Gastric cancer (GC) is the fourth most frequent type of cancer around the world (1). In East Asia, it is the second leading cause of cancer-associated mortalities, and ~934,000 new patients are diagnosed with gastric cancer each year (2). In spite of advanced chemotherapy and surgical resection, the majority of patients are already at the advanced stage at diagnosis, negating the use of a surgical operation. Patients with an identical tumor, nodes and metastasis stage may even have different prognoses (3). Therefore, the application of novel chemotherapeutic agents and combinations of regimens may provide an improved therapy for advanced GC and reduce the toxicity of these drugs.

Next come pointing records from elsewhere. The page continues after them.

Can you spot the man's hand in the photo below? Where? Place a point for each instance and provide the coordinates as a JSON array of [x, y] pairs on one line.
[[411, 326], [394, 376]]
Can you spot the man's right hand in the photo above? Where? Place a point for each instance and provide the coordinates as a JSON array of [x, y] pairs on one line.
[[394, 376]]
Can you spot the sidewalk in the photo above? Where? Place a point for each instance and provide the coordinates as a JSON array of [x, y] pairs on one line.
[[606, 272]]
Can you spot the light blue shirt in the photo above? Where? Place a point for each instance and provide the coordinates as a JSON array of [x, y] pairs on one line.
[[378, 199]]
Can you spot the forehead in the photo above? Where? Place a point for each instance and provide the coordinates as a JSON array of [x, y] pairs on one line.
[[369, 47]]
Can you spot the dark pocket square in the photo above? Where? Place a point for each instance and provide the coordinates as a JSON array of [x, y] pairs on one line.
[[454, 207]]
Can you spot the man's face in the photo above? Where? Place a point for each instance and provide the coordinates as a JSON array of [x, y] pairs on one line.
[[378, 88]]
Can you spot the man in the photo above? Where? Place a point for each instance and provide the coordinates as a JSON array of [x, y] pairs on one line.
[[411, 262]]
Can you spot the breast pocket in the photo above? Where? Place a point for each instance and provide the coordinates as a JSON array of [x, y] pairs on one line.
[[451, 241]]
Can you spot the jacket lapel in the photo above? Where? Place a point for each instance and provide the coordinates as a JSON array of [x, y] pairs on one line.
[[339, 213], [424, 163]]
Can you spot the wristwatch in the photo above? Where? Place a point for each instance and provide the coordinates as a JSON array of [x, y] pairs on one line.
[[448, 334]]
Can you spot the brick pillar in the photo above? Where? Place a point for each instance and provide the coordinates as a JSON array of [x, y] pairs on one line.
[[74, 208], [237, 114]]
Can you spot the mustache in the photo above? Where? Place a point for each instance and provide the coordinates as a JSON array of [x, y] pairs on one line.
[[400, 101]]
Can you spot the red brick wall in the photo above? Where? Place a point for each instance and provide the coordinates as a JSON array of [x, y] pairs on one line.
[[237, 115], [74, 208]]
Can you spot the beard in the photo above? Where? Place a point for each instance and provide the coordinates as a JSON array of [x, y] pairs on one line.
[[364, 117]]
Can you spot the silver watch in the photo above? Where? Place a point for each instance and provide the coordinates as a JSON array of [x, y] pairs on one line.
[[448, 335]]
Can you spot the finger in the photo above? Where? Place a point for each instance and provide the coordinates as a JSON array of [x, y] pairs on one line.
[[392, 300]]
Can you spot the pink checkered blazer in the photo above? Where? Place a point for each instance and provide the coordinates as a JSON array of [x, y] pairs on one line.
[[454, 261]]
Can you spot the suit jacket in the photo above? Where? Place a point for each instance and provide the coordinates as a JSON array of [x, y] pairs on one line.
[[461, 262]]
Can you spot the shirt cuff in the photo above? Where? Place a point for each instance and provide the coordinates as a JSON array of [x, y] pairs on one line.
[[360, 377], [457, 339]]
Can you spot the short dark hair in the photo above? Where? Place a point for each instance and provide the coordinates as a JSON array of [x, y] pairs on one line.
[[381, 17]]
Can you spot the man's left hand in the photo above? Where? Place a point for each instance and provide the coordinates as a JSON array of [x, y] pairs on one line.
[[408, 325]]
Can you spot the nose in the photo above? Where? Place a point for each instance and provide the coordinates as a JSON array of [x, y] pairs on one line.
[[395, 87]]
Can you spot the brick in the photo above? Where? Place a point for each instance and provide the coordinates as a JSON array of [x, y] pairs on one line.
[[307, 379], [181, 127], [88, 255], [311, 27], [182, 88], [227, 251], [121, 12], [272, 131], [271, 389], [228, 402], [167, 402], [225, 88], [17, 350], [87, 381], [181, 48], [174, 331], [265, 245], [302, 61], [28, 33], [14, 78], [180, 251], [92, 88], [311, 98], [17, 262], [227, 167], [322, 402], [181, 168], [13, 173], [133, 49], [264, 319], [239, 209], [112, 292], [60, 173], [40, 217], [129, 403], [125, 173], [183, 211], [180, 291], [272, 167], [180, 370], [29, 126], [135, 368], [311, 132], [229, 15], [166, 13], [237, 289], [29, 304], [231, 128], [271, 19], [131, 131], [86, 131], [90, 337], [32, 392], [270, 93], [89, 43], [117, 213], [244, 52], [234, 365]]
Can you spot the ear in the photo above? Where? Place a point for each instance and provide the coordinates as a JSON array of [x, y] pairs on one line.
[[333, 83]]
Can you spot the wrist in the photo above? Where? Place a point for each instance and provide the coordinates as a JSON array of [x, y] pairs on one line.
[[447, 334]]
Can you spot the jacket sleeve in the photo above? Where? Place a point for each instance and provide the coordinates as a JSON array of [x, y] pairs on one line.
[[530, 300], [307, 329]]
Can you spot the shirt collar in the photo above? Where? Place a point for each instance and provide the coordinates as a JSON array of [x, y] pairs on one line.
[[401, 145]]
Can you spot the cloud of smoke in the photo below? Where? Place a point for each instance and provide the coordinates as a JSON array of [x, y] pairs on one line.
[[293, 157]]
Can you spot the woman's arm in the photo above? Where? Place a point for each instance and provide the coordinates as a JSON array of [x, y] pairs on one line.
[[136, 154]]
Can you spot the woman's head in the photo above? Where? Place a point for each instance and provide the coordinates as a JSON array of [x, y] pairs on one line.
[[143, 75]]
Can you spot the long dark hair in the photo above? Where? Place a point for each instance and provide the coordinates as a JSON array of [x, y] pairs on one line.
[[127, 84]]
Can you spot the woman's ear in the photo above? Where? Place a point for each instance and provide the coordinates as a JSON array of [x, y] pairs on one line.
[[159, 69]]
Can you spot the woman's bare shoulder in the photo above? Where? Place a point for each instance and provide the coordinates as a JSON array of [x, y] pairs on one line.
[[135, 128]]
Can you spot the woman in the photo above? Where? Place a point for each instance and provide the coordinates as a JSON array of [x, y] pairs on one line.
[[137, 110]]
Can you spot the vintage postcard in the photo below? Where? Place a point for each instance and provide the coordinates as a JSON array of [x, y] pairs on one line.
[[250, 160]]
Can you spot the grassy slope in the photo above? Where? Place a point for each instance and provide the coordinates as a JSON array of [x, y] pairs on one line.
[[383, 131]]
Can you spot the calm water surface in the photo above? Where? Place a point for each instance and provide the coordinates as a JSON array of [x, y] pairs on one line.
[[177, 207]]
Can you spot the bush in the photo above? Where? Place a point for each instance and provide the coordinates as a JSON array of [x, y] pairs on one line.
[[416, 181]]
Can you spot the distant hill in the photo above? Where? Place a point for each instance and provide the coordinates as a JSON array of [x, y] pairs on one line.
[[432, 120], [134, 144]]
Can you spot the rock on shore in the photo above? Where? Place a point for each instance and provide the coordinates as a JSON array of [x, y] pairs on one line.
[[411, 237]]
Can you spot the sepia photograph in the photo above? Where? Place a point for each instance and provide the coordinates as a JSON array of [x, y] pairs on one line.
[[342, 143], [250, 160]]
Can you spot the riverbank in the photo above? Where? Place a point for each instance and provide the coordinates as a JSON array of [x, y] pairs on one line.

The compound 5-fluorouracil (5-FU) remains a first line antineoplastic treatment in clinical practice (4). However, GC cells are becoming resistant to existing chemotherapeutic compounds, including 5-FU. Therefore, it is necessary to explore novel chemotherapeutic regimens for the treatment of advanced GC including metastatic GC. Puerarin [8-(β-d-glucopyranosyl-7-hydroxy-3-(4-hydroxyphenyl)-4-H-1-benzopyran-4-one], with the molecular formula C21H20O9, was isolated from the herbal medicine Radix puerariae (5,6). Previous studies have shown that puerarin has beneficial effects on cardiovascular, neurological and hyperglycemic disorders (7–9). Researchers found that puerarin has an anticancer effect on HT29 cells and enhances the antiproliferative effects of other antineoplastic agents (10,11). However, to the best of our knowledge there have been no studies on the effectiveness of puerarin on GC cells, and the mechanism of its protective effects has remained elusive.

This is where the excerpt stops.